Due to certain circumstances, Jin-sung had to escape along with his friend. Although he managed to reach China he was hunted by both Chinese authorities and North Korean agents. He faced starvation, homelessness and the fear of a horrible death or arrest and deportation. He was saved every time by a ‘good Samaritan’, mostly strangers.

Jin-sung’s story details his personal journey to regain his dignity as a free soul. It is also a story of the courage which a man took to leap towards his own freedom. “Freedom is freely given to anyone born in a free land, but others have to risk their lives for it.”

The book does quite well in chronicling the personal experience of the author. To call the book merely poignant is to bedim some of the hard facts. As he crafts his own story in an amazingly visual and tempestuous manner, Jin-sung tucks in a chapter or two on Kim-Jong-il’s manipulative strategy and conniving diplomacy. “North Korea uses dialogue as a tool of deception rather than of negotiation.”

The book briefly discusses the Sunshine Policy of diplomacy.

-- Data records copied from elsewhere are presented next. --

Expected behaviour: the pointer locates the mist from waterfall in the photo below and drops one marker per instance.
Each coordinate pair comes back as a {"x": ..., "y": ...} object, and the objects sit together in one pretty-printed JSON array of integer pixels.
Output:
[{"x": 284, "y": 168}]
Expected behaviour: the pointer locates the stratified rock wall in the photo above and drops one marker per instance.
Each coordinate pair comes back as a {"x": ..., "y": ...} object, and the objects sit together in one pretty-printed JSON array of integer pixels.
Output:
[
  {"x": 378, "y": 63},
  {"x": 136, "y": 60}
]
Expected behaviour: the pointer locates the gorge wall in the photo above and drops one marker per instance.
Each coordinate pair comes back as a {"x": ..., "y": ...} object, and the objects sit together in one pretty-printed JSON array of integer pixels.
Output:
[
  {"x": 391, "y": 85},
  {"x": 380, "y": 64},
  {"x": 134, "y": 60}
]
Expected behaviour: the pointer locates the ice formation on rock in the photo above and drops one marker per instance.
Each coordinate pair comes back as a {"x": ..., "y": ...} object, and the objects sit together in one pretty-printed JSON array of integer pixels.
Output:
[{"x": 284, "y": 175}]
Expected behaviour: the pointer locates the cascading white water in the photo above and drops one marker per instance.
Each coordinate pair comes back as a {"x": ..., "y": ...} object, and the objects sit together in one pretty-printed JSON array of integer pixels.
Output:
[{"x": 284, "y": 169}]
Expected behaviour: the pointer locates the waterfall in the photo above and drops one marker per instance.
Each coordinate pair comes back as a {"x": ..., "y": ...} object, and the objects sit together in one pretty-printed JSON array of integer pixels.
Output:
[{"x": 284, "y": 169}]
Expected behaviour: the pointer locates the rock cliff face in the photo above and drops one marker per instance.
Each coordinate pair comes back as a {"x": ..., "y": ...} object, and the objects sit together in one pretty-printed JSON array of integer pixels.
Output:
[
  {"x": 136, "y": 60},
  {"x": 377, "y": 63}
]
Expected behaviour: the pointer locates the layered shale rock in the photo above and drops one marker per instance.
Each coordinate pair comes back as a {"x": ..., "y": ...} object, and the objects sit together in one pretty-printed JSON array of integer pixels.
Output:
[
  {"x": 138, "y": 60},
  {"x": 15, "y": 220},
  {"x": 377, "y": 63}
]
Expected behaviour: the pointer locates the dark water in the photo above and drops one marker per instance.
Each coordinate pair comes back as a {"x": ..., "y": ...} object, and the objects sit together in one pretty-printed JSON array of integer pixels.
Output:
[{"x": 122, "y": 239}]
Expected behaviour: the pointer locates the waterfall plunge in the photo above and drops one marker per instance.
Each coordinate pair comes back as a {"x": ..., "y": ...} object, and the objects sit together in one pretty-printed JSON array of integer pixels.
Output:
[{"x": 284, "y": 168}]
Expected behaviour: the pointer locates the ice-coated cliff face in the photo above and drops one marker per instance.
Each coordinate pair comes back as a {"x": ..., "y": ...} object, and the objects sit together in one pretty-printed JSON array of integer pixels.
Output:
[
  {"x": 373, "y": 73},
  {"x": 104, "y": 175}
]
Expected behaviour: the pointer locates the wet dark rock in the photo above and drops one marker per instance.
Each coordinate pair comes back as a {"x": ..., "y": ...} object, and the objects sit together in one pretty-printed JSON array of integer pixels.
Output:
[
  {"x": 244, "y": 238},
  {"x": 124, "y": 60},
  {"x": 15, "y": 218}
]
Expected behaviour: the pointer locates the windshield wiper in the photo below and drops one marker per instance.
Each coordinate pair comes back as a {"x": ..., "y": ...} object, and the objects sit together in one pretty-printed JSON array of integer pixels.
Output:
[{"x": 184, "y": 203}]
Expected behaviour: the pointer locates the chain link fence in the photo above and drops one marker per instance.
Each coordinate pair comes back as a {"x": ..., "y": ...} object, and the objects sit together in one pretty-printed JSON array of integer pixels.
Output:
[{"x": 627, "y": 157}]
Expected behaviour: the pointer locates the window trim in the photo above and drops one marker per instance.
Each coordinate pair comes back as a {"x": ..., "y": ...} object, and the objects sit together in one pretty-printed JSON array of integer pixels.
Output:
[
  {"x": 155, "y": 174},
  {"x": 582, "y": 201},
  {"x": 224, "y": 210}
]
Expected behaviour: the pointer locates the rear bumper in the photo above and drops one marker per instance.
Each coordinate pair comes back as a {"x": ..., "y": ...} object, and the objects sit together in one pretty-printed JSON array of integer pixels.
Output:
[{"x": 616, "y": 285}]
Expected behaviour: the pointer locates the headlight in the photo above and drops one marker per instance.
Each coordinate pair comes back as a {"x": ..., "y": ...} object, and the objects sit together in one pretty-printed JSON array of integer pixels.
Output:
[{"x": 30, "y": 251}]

It was aimed at improving the relationship between North Korea and South Korea through strategic cooperation. Kim-Jong il twisted it to extract higher economic benefit for his party.

‘Dear Leader’ is not for those who are looking to be an expert on the economy of North Korea, the significance of this country to its neighbour and the world, its relationship with other countries or its history. It is for those who want to know what it is to live there as a citizen, work in the roots of its impregnable secrecy and pushing the limits to gain your freedom. Above all, it is the voice of one man and the voice of many which have been suppressed.

A lot has changed since Jin-sung escaped. Kim-Jong-il’s son Kim-Jong-un now rules North Korea but the denial of democracy continues and some another story waits.